Le monde sera ce que nous en ferons, et nous ne pouvons en profiter que le temps qui nous est imparti, de notre courte passage. Le sien était trop court, parce qu'il avait tant de choses à nous dire ! Quand je pense à ces pseudo-penseurs qui débitent des banalités, sinon des balivernes, je trouve que ce vers convient bien à notre perte :

"Au compte des pairs d'yeux, un seul manquant,
Au compte des esprits, plus que des milliers !"

(traduction personnelle de :
"az shomâr e do-cashm yek-tan kam
 az shomâr e xrad, hazârân bish !")

écrit le 24/01/2002

D'abord quelques définitions de base (bourdieusiennes)

Si on adopte la définition de Deleuze pour désigner un philosophe, faiseur des concepts, Bourdieu arrive sans conteste en tête des philosophes du 20ème siècle. Il a développé tout un lexique, qui forme un ensemble lié et cohérent. Il convient de le connaître pour mieux profiter de ses réflexions. Ainsi, et en attendant que ce qui suit soit ajouté au « Lexique » bourdieusien, voici quelques définitions que j'ai tiré de ses oeuvres :

extraits de l'introduction de Loïc Wacquant à Réponses (ses entretiens avec Bourdieu)

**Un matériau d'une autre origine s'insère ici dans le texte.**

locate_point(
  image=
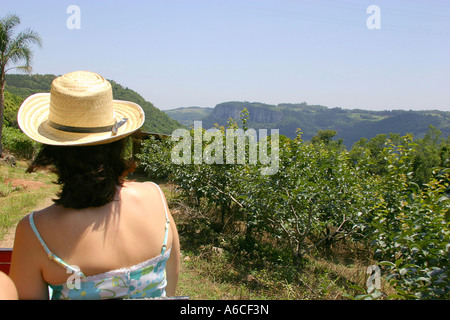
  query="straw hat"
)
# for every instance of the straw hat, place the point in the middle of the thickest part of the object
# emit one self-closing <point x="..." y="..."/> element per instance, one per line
<point x="79" y="110"/>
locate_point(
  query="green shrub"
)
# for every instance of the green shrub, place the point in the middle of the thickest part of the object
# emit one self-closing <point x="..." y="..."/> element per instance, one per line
<point x="18" y="143"/>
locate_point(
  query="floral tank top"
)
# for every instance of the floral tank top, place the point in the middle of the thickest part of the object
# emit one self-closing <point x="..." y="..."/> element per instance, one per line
<point x="144" y="280"/>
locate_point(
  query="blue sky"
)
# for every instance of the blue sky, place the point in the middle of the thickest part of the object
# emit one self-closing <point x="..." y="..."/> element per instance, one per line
<point x="180" y="53"/>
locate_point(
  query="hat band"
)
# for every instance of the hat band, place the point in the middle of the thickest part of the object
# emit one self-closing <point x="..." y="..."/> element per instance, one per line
<point x="113" y="128"/>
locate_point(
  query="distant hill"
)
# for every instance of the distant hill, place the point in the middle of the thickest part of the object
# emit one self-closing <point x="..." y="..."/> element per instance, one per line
<point x="350" y="125"/>
<point x="155" y="120"/>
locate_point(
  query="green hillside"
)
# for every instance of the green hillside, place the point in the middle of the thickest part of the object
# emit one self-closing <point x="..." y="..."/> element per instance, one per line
<point x="350" y="125"/>
<point x="155" y="120"/>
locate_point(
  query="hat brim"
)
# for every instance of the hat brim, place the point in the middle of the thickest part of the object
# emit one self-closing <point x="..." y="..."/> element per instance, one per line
<point x="33" y="121"/>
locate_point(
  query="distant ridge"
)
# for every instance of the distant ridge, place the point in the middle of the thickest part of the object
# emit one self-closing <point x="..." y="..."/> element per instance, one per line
<point x="350" y="125"/>
<point x="155" y="120"/>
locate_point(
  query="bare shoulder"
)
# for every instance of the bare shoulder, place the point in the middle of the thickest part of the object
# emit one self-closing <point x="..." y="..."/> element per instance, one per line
<point x="142" y="189"/>
<point x="8" y="290"/>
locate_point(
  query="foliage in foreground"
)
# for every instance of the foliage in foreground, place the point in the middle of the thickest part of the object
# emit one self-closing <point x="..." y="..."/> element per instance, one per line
<point x="322" y="194"/>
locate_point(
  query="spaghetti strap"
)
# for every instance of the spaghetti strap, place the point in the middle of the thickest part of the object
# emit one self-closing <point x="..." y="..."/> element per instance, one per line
<point x="50" y="254"/>
<point x="164" y="246"/>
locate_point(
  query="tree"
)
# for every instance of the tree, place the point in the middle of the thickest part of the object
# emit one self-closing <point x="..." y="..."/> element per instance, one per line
<point x="13" y="50"/>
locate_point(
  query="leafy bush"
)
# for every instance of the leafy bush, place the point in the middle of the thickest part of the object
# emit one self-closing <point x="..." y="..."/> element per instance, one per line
<point x="18" y="143"/>
<point x="321" y="194"/>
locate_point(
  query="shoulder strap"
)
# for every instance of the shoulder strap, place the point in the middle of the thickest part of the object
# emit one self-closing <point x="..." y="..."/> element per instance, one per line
<point x="164" y="247"/>
<point x="50" y="254"/>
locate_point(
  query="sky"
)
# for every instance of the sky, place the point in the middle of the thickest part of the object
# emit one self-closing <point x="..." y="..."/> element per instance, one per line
<point x="181" y="53"/>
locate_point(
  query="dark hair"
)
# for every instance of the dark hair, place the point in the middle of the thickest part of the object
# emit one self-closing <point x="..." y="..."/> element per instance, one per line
<point x="89" y="175"/>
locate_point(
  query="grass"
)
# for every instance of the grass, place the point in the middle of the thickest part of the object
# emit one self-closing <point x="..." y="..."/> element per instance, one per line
<point x="212" y="266"/>
<point x="17" y="200"/>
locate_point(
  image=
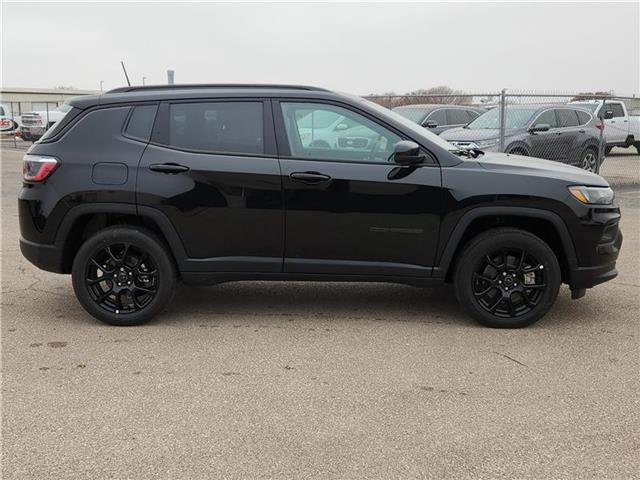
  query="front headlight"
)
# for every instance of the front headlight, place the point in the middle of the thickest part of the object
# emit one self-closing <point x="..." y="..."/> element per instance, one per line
<point x="592" y="195"/>
<point x="487" y="143"/>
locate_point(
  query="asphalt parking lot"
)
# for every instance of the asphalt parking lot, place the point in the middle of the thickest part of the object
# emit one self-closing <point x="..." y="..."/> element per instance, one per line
<point x="295" y="380"/>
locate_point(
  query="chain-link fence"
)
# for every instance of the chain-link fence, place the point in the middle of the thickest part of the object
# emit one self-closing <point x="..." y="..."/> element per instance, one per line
<point x="575" y="128"/>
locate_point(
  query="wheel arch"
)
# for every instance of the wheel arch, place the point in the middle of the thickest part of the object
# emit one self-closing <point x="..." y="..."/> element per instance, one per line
<point x="545" y="224"/>
<point x="83" y="220"/>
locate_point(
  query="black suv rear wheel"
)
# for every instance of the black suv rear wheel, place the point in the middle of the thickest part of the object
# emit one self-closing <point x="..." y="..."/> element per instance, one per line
<point x="507" y="278"/>
<point x="123" y="275"/>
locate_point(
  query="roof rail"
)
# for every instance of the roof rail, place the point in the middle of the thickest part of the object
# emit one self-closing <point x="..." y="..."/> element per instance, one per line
<point x="194" y="86"/>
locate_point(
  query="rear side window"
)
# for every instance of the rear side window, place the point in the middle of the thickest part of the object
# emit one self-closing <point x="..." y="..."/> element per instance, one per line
<point x="568" y="118"/>
<point x="141" y="122"/>
<point x="547" y="117"/>
<point x="438" y="116"/>
<point x="217" y="127"/>
<point x="583" y="117"/>
<point x="616" y="108"/>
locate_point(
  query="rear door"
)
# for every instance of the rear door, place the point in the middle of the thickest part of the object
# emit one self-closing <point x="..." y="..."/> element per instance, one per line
<point x="212" y="169"/>
<point x="349" y="209"/>
<point x="572" y="135"/>
<point x="616" y="128"/>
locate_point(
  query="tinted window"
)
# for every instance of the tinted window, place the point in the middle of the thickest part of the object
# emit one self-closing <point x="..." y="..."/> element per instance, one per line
<point x="616" y="108"/>
<point x="516" y="118"/>
<point x="141" y="122"/>
<point x="583" y="117"/>
<point x="547" y="117"/>
<point x="353" y="138"/>
<point x="472" y="114"/>
<point x="439" y="116"/>
<point x="458" y="117"/>
<point x="225" y="127"/>
<point x="567" y="118"/>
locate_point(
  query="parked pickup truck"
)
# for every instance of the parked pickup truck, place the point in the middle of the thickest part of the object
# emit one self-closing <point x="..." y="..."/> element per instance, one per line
<point x="34" y="124"/>
<point x="621" y="128"/>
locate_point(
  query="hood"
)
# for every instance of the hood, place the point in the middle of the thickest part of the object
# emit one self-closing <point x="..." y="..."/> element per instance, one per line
<point x="469" y="134"/>
<point x="518" y="164"/>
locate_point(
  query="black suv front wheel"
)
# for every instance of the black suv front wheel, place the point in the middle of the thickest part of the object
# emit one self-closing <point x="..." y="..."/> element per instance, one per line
<point x="507" y="278"/>
<point x="123" y="275"/>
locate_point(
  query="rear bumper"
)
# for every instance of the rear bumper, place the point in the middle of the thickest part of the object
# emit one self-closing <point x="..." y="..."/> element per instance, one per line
<point x="46" y="257"/>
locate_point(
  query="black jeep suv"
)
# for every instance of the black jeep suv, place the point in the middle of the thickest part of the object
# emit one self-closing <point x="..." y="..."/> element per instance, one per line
<point x="142" y="186"/>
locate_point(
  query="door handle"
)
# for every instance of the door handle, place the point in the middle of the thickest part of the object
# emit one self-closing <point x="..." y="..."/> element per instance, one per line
<point x="168" y="168"/>
<point x="310" y="178"/>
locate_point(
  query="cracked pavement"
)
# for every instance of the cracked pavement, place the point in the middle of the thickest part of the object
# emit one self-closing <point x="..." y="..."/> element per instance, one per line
<point x="295" y="380"/>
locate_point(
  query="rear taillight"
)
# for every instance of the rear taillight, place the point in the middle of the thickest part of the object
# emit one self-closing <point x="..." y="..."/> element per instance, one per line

champ : [Pour Bourdieu,] un champ est, à la manière d'un champ magnétique, un système structuré de forces objectives, une configuration relationnelle dotée d'une gravité spécifique qu'elle est capable d'imposer à tous les objets et agents qui y pénètrent. p24

Un champ est aussi un espace de conflits et des concurrence, analogie avec le champ de bataille sur lequel les participants rivalisent dans le but d'établir un monopole sur l'espèce spécifique de capital qui y est efficiente : l'autorité culturelle dans le champ artistique, l'autorité scientifique dans le champ scientifique, l'autorité sacerdotale dans le champ religieux, etc., et le pouvoir de décréter la hiérarchie et les "taux de conversion" entre diverses formes d'autorité dans le champ du pouvoir. p. 25

... tout champ se présente comme une structure de probabilités, de récompenses, de gains, de profits ou sanctions - qui impliquent un certain degré d'indétermination.   p. 25

Méditations pascaliennes

raison analogique : celle du mythe et du rite, la religion, l'alchimie, l'astrologie

raison logique : celle de la philosophie, science, la chimie, l'astronomie     p. 30, 31

doxa : ensemble de croyances fondamentales qui n'ont même pas besoin de s'affirmer sous la forme d'un dogme explicite et conscient de lui-même ( p. 26), ensemble de présupposés inséparablement cognitifs et évaluatifs dont l'acceptation est impliquée par l'appartenance même.        p. 121

habitus : Le concept d'habitus s'est imposé à moi à l'origine comme le seul moyen de rendre compte des décalages qui s'observaient dans beaucoup de pays dits "en voie de développement" entre les structures objectives et les structures incorporées, entre les institutions économiques importées et imposées par le colonisation (ou aujourd'hui par les contraintes du marché) et les dispositions économiques apportées par des agents directement issus du monde précapitaliste.         p. 189

violence symbolique : formes de dominations qui s'exercent avec la collaboration inconsciente des dominés

ethos : un ensemble de valeurs, pour la plupart implicites, qui sont inscrites dans les manières de vivre les plus ordinaires, les plus banales, les plus quotidiennes.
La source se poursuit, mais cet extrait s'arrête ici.